- Wells Township, Michigan Location within the state of Michigan
- Coordinates: 43°27′22″N 83°17′38″W﻿ / ﻿43.45611°N 83.29389°W
- Country: United States
- State: Michigan
- County: Tuscola

Area
- • Total: 35.4 sq mi (91.7 km^{2})
- • Land: 35.4 sq mi (91.7 km^{2})
- • Water: 0 sq mi (0.0 km^{2})
- Elevation: 748 ft (228 m)

Population (2020)
- • Total: 1,590
- • Density: 44.9/sq mi (17.3/km^{2})
- Time zone: UTC-5 (Eastern (EST))
- • Summer (DST): UTC-4 (EDT)
- FIPS code: 26-85280
- GNIS feature ID: 1627243
- Website: https://wellstwp.org/

= Wells Township, Tuscola County, Michigan =

Wells Township is a civil township of Tuscola County in the U.S. state of Michigan. The population was 1,590 at the 2020 census.

==Communities==
- There are no incorporated municipalities in the township.
- Dayton, or Daytona Branch, is an unincorporated community is located at Hurds Corner and James Roads .
- East Dayton is an unincorporated community located on the boundary between Wells Township and the adjacent Dayton Township at m-46/Sanilac Road and Hurds Corner Road .

Much of the land in the township is part of the Deford State Game Preserve and is drained by tributaries of the Cass River.

==Geography==
According to the United States Census Bureau, the township has a total area of 35.4 square miles (91.7 km^{2}), of which 35.4 square miles (91.7 km^{2}) is land and 0.03% is water.

==Demographics==
As of the census of 2000, there were 1,946 people, 621 households, and 485 families residing in the township. The population density was 54.9 PD/sqmi. There were 679 housing units at an average density of 19.2 per square mile (7.4/km^{2}). The racial makeup of the township was 95.73% White, 1.34% African American, 0.92% Native American, 0.15% Asian, 0.05% Pacific Islander, 0.41% from other races, and 1.39% from two or more races. Hispanic or Latino of any race were 1.34% of the population.

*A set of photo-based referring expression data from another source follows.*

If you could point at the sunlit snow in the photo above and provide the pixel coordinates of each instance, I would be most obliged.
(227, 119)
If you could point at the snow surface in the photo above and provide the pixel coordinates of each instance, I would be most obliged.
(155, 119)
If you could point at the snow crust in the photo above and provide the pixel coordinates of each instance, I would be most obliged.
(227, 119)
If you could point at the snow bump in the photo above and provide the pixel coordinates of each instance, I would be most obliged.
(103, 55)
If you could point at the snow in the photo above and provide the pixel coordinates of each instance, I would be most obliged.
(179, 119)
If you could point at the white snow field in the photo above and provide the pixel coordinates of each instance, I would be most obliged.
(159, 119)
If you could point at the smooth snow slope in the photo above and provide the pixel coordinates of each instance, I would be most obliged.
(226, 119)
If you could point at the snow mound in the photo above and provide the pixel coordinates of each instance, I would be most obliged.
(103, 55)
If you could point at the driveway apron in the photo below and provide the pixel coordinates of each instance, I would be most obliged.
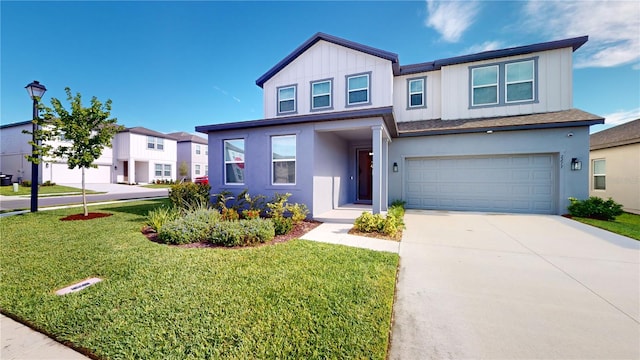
(504, 286)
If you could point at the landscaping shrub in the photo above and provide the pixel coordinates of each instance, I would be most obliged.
(195, 226)
(189, 195)
(241, 232)
(595, 208)
(160, 216)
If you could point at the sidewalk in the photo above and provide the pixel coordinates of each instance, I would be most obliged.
(20, 342)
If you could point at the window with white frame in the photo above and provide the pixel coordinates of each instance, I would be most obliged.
(599, 174)
(163, 170)
(283, 158)
(287, 99)
(234, 161)
(416, 91)
(155, 143)
(358, 89)
(321, 94)
(484, 85)
(519, 81)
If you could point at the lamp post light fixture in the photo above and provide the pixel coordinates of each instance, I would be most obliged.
(35, 90)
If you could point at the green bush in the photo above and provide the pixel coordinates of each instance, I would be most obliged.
(160, 216)
(193, 227)
(241, 232)
(189, 195)
(595, 208)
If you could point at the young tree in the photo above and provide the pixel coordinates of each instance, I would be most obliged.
(87, 131)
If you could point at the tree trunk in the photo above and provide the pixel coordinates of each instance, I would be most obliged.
(84, 196)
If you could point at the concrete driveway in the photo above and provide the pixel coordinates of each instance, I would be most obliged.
(508, 286)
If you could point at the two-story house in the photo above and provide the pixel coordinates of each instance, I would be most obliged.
(346, 123)
(194, 152)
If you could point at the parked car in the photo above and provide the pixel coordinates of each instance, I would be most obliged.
(203, 180)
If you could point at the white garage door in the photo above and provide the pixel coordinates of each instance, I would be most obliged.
(513, 183)
(60, 173)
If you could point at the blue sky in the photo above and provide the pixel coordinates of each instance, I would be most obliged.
(171, 66)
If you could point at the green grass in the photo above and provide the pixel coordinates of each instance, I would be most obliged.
(626, 224)
(42, 190)
(299, 299)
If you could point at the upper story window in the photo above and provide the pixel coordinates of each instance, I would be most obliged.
(599, 174)
(234, 161)
(485, 85)
(155, 143)
(321, 94)
(283, 159)
(287, 99)
(358, 89)
(519, 85)
(416, 93)
(503, 83)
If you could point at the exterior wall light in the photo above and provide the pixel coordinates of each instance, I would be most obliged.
(576, 164)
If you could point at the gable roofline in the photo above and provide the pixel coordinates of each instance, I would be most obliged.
(385, 112)
(574, 43)
(332, 39)
(619, 135)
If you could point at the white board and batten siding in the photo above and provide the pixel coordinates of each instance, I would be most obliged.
(325, 60)
(554, 87)
(524, 183)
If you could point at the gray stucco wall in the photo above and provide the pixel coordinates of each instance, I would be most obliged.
(569, 183)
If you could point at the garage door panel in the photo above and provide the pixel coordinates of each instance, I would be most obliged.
(516, 183)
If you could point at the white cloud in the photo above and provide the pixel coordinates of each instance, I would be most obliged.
(451, 18)
(622, 116)
(613, 28)
(485, 46)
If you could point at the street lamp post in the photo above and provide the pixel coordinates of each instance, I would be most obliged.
(35, 90)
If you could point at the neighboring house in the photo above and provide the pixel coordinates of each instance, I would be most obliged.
(615, 165)
(143, 156)
(346, 123)
(193, 151)
(14, 146)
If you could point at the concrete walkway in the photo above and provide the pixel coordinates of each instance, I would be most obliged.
(514, 287)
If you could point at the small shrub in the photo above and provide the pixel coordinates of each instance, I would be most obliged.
(241, 232)
(160, 216)
(193, 227)
(595, 208)
(282, 225)
(189, 195)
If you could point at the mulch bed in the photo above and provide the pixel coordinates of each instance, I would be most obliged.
(82, 217)
(297, 231)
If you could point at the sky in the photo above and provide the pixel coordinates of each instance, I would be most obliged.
(171, 66)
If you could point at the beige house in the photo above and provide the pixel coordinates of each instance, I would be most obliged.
(614, 159)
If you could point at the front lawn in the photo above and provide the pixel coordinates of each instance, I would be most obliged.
(42, 190)
(626, 224)
(298, 299)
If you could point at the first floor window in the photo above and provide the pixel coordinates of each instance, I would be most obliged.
(599, 174)
(283, 159)
(416, 92)
(321, 94)
(234, 161)
(287, 99)
(484, 85)
(357, 89)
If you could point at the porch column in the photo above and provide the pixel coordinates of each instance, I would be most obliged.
(376, 198)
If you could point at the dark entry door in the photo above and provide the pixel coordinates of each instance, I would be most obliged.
(365, 175)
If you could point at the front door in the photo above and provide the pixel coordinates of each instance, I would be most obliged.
(365, 175)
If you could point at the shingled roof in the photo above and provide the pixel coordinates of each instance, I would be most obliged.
(185, 136)
(565, 118)
(625, 134)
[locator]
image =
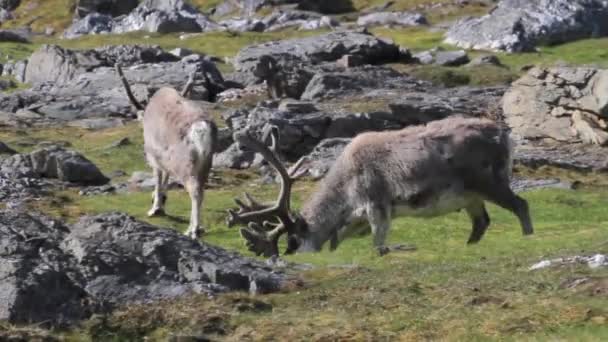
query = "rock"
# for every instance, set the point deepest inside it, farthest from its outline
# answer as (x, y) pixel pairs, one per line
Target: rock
(515, 25)
(181, 52)
(294, 106)
(485, 60)
(145, 181)
(569, 156)
(4, 149)
(15, 36)
(54, 162)
(5, 16)
(451, 58)
(6, 84)
(424, 57)
(328, 7)
(164, 16)
(9, 5)
(58, 275)
(301, 132)
(69, 166)
(92, 23)
(331, 84)
(392, 19)
(110, 7)
(243, 25)
(52, 63)
(547, 103)
(323, 48)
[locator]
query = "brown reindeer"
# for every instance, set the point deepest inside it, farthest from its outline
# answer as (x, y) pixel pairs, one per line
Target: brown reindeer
(179, 140)
(424, 171)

There were 621 households, out of which 36.7% had children under the age of 18 living with them, 64.3% were married couples living together, 8.4% had a female householder with no husband present, and 21.9% were non-families. 18.7% of all households were made up of individuals, and 7.2% had someone living alone who was 65 years of age or older. The average household size was 2.79 and the average family size was 3.11.

In the township the population was spread out, with 24.6% under the age of 18, 7.9% from 18 to 24, 32.1% from 25 to 44, 25.5% from 45 to 64, and 9.9% who were 65 years of age or older. The median age was 38 years. For every 100 females, there were 106.8 males. For every 100 females age 18 and over, there were 108.1 males.

The median income for a household in the township was $43,200, and the median income for a family was $47,500. Males had a median income of $34,732 versus $26,836 for females. The per capita income for the township was $18,986. About 6.5% of families and 9.8% of the population were below the poverty line, including 12.5% of those under age 18 and 5.2% of those age 65 or over.